The Net effect

Store Equipment & Design, Jan, 2001 by David Litwak

Internet grocery shopping is switching to a store-fulfillment model, which may change the way we design stores.

The dot.com grocery wars may have left a lot of casualties on the virtual battlefields, but the idea of ordering groceries over the Internet is far from vanquished--it is probably just beginning.

In Phase II of the Internet vs. the supermarkets, the battle lines are shaping up to be much different from Phase I's dot.com-only retailers vs. supermarkets. The stores are going on-line in an attempt to keep their customers satisfied. So-called "clicks and bricks" retailers maybe the eventual winners of the race to get shoppers buying online.

One model by which many retailers are now trying to get an Internet grocery operation off the ground is to fulfill the orders from their own stores. As you are reading this Roundy's Inc., in Pewaukee, Wis., is beginning to offer online shopping through six of its Pick 'N Save stores in the Milwaukee area. According to the plan, shoppers will place their orders online, then drive to the nearest participating store where the waiting orders will be brought out to their cars. The Internet infrastructure used by Roundy's was developed by Connecticut-based IDS.

"I used to be skeptical of the pickup model but when you get more into click and mortar programs I think that the pickup model makes a lot of sense. You can start with pickup and then branch into delivery," says Kevin Coupe of Ideabeat.

Instead of building warehouses or distribution centers to run delivery trucks, some retailers have opted to use their store shelves and staff to fill orders that come to them over the Internet. In the U.K, Tesco is perhaps the grocery industry's most advanced e-retailer. In an average week Tesco.com fills roughly 60,000 Internet-generated orders. Despite the fact that Tesco delivers the orders to customers instead of having shoppers pick them up, Tesco has opted to fulfill the orders directly from local stores. One hundred selected Tesco stores are used to fulfill the Tesco.com orders. This has saved the company the expense of building a series of regional warehouses for the Internet grocery service.

"[Using stores to handle order fulfillment] makes a world of sense," says Richard Tarrant, CEO of MyWebGrocer.com, New York, N.Y., which offers retailers a program for putting their stores onto the Web and structuring their in-store fulfillment. "The on-line-only's have to build a warehouse -- stores already have them. Stores are conveniently located, they already have a customer base, and they already have brand recognition. People have a confidence level with the store they've been shopping at for years.

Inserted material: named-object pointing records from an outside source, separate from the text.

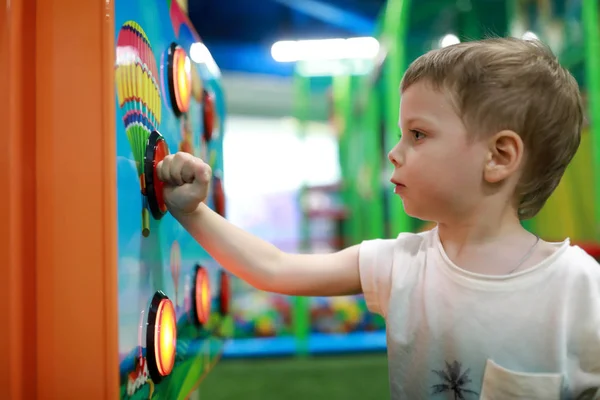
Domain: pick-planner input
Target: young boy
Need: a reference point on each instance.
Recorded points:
(477, 307)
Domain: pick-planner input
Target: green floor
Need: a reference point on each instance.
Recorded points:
(361, 377)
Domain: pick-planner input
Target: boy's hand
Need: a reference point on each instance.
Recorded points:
(186, 181)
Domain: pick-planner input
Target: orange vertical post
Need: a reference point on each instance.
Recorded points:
(75, 164)
(17, 207)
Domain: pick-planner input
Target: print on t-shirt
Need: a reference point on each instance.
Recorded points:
(454, 380)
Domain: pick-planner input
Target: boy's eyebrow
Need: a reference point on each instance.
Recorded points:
(430, 121)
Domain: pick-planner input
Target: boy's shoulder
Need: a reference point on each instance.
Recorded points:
(577, 263)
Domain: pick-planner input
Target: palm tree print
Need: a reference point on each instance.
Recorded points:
(454, 381)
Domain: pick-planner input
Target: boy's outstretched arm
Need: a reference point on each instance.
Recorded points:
(252, 259)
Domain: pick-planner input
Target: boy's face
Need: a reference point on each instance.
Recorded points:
(437, 168)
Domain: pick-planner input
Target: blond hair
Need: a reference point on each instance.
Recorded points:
(511, 84)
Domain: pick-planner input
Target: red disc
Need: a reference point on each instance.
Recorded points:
(219, 196)
(161, 150)
(209, 115)
(225, 295)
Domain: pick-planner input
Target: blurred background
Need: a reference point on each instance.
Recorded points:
(312, 98)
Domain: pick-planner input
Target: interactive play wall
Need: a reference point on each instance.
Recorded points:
(364, 112)
(108, 297)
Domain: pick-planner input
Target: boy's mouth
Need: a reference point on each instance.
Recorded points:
(395, 182)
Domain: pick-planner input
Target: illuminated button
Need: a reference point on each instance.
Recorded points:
(225, 294)
(202, 298)
(209, 115)
(161, 337)
(179, 69)
(156, 151)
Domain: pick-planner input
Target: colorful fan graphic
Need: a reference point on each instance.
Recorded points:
(138, 95)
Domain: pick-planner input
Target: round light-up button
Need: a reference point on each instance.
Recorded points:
(161, 337)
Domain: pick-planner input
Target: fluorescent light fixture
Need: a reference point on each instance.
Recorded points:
(200, 54)
(325, 49)
(530, 36)
(449, 40)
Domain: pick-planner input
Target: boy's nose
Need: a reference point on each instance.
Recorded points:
(395, 157)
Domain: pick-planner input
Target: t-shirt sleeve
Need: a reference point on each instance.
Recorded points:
(375, 261)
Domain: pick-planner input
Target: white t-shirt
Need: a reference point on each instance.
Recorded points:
(452, 334)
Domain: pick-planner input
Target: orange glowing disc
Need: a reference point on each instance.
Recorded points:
(202, 295)
(180, 79)
(165, 333)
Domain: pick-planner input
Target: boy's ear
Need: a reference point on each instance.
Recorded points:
(504, 156)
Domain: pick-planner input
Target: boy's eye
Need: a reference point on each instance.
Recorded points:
(417, 135)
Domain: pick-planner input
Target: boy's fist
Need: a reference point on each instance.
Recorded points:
(186, 181)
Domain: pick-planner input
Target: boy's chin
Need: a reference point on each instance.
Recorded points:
(419, 212)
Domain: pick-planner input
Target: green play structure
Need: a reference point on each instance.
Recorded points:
(364, 116)
(365, 108)
(364, 112)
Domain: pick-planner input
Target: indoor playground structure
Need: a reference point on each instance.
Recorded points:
(363, 92)
(107, 296)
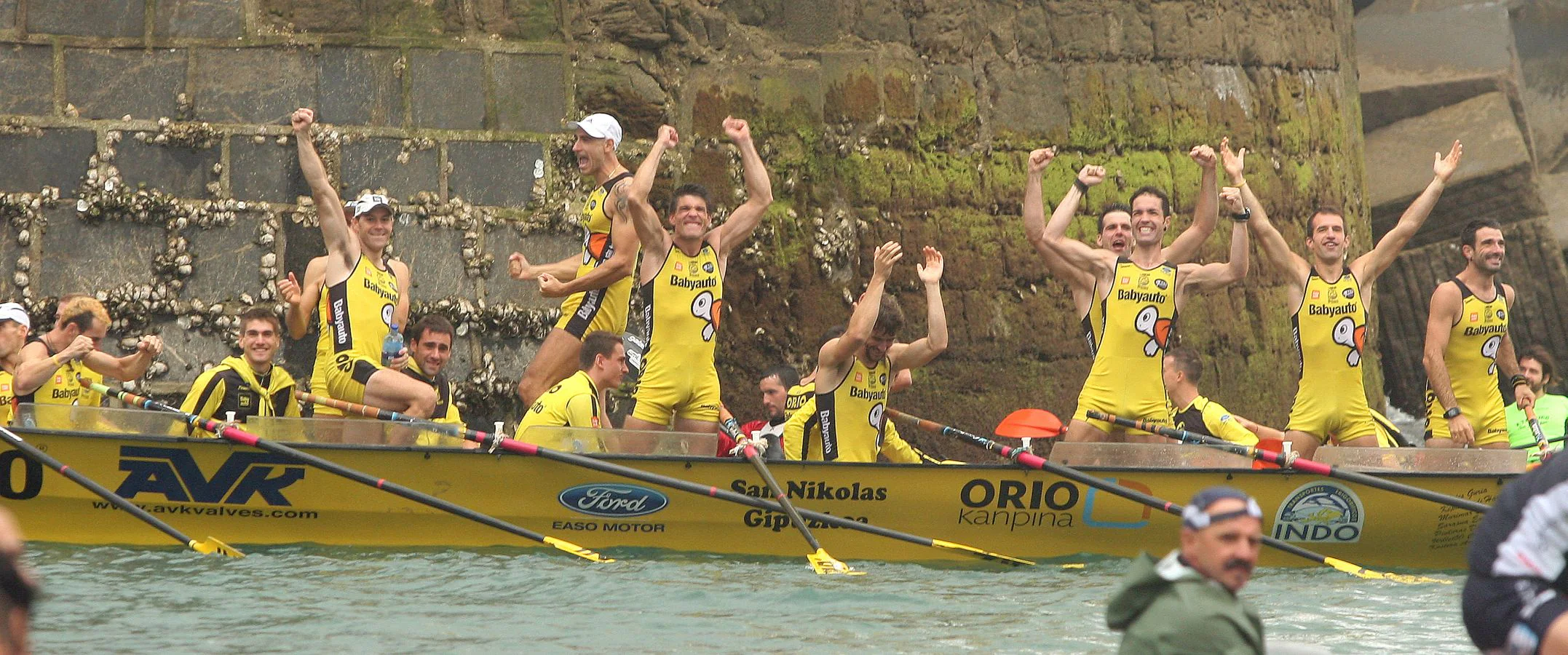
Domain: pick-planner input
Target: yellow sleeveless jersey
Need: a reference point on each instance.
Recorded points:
(601, 308)
(357, 314)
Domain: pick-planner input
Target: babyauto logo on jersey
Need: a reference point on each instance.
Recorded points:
(1320, 513)
(614, 500)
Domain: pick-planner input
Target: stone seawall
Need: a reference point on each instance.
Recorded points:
(162, 126)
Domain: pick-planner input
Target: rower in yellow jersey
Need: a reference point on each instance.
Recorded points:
(365, 295)
(844, 421)
(1330, 308)
(598, 282)
(683, 284)
(1142, 297)
(1468, 346)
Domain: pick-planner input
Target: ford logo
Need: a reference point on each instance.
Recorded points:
(614, 500)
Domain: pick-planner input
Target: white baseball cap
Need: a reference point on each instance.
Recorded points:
(15, 312)
(599, 127)
(369, 202)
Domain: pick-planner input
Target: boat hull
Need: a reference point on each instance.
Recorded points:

"You don't have the Internet infrastructure costs or the excessive marketing costs needed to build brand recognition. You do have the inventory and the labor. When we implement our program with a store they will actually receive and fulfill their first order without having spent a nickel."

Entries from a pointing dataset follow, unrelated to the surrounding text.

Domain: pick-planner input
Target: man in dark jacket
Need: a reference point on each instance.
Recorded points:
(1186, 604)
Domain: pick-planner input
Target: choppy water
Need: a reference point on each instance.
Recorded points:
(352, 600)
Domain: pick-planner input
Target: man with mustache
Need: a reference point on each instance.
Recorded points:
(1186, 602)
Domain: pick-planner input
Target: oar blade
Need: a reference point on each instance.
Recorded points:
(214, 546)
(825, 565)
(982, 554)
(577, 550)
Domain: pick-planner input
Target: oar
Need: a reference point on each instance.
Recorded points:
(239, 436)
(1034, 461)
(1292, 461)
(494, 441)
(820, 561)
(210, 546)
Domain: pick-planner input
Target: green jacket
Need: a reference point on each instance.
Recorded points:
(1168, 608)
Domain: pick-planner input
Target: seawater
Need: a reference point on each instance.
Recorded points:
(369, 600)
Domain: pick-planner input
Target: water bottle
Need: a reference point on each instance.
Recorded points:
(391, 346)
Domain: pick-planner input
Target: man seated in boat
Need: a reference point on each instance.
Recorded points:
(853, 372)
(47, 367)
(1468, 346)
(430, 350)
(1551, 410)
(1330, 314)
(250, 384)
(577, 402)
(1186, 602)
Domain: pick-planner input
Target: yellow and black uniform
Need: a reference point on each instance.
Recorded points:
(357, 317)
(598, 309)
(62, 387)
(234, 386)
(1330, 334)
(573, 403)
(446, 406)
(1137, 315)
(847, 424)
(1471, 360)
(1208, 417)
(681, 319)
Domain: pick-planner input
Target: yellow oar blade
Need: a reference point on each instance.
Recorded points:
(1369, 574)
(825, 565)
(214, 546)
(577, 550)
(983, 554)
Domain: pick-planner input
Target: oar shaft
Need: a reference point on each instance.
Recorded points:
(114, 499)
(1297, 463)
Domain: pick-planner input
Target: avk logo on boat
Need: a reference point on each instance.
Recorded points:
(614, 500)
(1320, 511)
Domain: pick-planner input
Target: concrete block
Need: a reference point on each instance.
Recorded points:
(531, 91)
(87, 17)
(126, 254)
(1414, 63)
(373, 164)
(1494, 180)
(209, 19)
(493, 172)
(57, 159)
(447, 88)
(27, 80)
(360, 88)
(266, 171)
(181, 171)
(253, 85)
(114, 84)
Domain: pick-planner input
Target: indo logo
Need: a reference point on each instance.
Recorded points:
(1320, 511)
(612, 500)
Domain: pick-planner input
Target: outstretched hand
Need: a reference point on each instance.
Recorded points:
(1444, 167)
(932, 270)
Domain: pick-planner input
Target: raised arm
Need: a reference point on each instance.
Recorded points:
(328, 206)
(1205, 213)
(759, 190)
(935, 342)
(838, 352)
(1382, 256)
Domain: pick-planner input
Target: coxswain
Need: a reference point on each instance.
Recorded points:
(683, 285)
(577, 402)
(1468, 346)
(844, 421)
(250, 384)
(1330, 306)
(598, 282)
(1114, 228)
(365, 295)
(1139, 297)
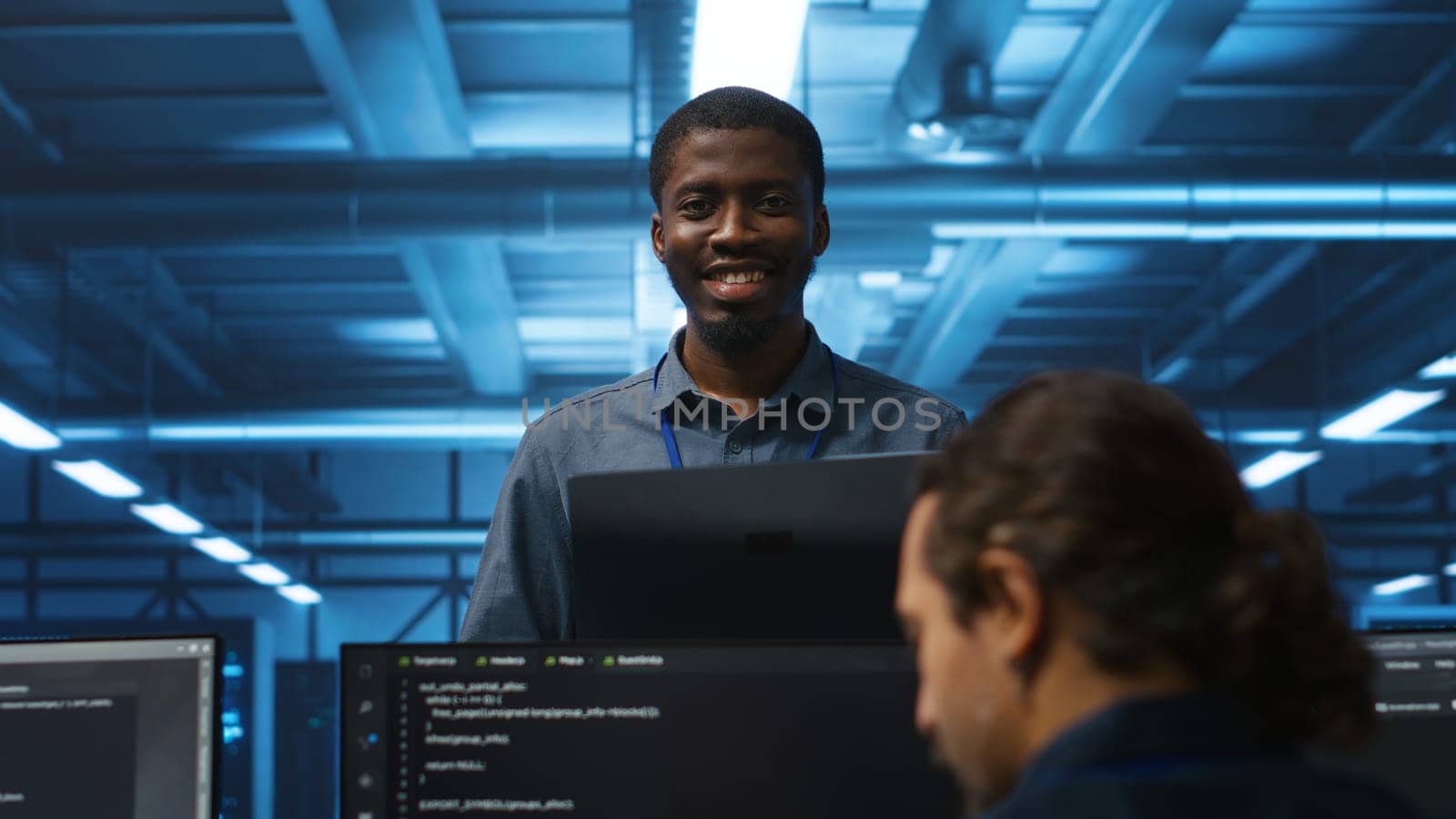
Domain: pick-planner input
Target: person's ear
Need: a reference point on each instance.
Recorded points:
(659, 241)
(1018, 606)
(820, 229)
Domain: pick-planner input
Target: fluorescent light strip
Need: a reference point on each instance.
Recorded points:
(223, 550)
(880, 280)
(1276, 467)
(1174, 370)
(747, 43)
(266, 573)
(1402, 584)
(1441, 368)
(167, 518)
(1380, 413)
(300, 593)
(24, 433)
(99, 479)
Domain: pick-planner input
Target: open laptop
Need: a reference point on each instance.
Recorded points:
(650, 731)
(109, 729)
(797, 550)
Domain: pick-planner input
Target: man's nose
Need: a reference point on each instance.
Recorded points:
(735, 229)
(924, 713)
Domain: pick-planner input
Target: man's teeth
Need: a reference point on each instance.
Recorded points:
(740, 278)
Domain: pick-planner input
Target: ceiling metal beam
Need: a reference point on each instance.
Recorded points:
(980, 288)
(15, 118)
(1103, 102)
(1127, 73)
(1427, 106)
(1205, 198)
(138, 319)
(953, 36)
(390, 75)
(1228, 314)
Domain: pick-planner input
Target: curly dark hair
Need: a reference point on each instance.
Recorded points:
(735, 108)
(1118, 500)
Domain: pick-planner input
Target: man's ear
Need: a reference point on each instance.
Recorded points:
(820, 230)
(1016, 614)
(657, 237)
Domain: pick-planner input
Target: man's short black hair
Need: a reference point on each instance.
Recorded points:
(735, 108)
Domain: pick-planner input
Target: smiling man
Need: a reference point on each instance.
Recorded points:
(739, 182)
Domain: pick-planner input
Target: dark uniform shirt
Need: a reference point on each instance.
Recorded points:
(1184, 758)
(523, 583)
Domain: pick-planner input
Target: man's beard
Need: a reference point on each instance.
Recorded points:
(740, 334)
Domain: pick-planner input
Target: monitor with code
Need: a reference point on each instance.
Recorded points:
(1416, 703)
(642, 731)
(109, 729)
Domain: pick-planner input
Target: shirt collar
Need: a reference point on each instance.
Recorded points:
(1139, 732)
(812, 378)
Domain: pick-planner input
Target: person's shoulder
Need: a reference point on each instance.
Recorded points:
(883, 385)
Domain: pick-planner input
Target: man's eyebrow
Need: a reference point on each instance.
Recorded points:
(698, 187)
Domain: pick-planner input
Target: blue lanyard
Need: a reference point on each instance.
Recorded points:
(670, 439)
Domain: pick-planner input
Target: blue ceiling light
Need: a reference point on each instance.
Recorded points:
(99, 479)
(1174, 370)
(1441, 369)
(1402, 584)
(264, 573)
(1276, 467)
(24, 433)
(300, 593)
(1378, 414)
(747, 43)
(222, 550)
(167, 518)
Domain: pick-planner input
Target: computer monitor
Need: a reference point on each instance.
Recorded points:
(647, 731)
(1416, 704)
(771, 551)
(109, 729)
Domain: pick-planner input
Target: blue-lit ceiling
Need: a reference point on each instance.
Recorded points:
(1264, 337)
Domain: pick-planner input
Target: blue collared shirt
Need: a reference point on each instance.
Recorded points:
(1190, 756)
(523, 584)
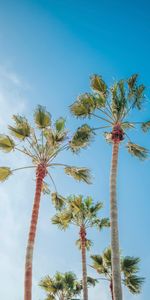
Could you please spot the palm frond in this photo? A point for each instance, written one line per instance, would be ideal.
(134, 283)
(146, 126)
(6, 143)
(22, 129)
(84, 105)
(138, 151)
(42, 117)
(5, 172)
(45, 188)
(58, 200)
(80, 174)
(81, 138)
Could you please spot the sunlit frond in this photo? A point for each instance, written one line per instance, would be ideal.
(81, 138)
(22, 129)
(58, 200)
(80, 174)
(42, 117)
(60, 124)
(146, 126)
(138, 151)
(84, 105)
(6, 143)
(5, 172)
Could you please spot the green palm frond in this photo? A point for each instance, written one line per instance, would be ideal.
(100, 87)
(42, 117)
(5, 172)
(129, 265)
(81, 138)
(146, 126)
(127, 125)
(84, 105)
(22, 129)
(104, 222)
(88, 244)
(138, 151)
(80, 174)
(6, 143)
(58, 200)
(62, 220)
(134, 283)
(60, 124)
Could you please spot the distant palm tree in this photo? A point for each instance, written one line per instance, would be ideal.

MyWebGrocer.com provides retailers with the Internet infrastructure to get their store's merchandise online. Aside from the software, the company also gives operators in-store processes for picking, packing, staging and customer pickup or delivery depending on the retailer's desire and ability. They also provide training for the retailer's staff. Instead of up front costs, retailers pay a flat fee per transaction.

"They start out with two or three orders a day and they have down labor that can pick those orders," Tarrant says. "We tell retailers, 'Spend your capital in your stores where the online volume dictates that it is a good investment.' Those expenditures might be in temperature-controlled totes so that the staff can pick the orders earlier and stage them longer, or in hand-held scanners when the volume warrants it. Walt until you have the volume, then spend the money."

Tarrant even advocates that retailers don't add extra staff to pick the orders or provide customer service until they have enough orders to justify the expenditures. MyWebGrocer.com currently has agreements with about 35 retailers ranging from single-store independents to regional chains of 30-40 stores. Currently, around 15 of those retailers are online with their programs.

IMPACT ON STORES

If a store is picking and storing two or three Internet orders a day there will be little strain on its operations. If, however, the store starts picking 30 or 40 orders a day, things will start to become a little tight in the backroom, the cooler and at the front end. Even if you're from the "We should only have such a problem!" school of store planning, a great deal of consideration needs to be given to designing stores to optimize Internet-generated sales.

"The equipment and design angle is critical to the operational fulfillment of these orders," says Nathan Otto, president of Point of Choice, Fairfield, Iowa, which helps retailers develop their on-line capabilities. "A big problem is the transition from the Internet to the store. You have to communicate the order, accept payment either online or in the store in a manner that doesn't take much time and verify the order back to your system so it can e-mail a confirmation back to the shopper. You might see new equipment designed just to do these things. The checkout is the biggest hassle--if you can bypass the checkout you're way ahead."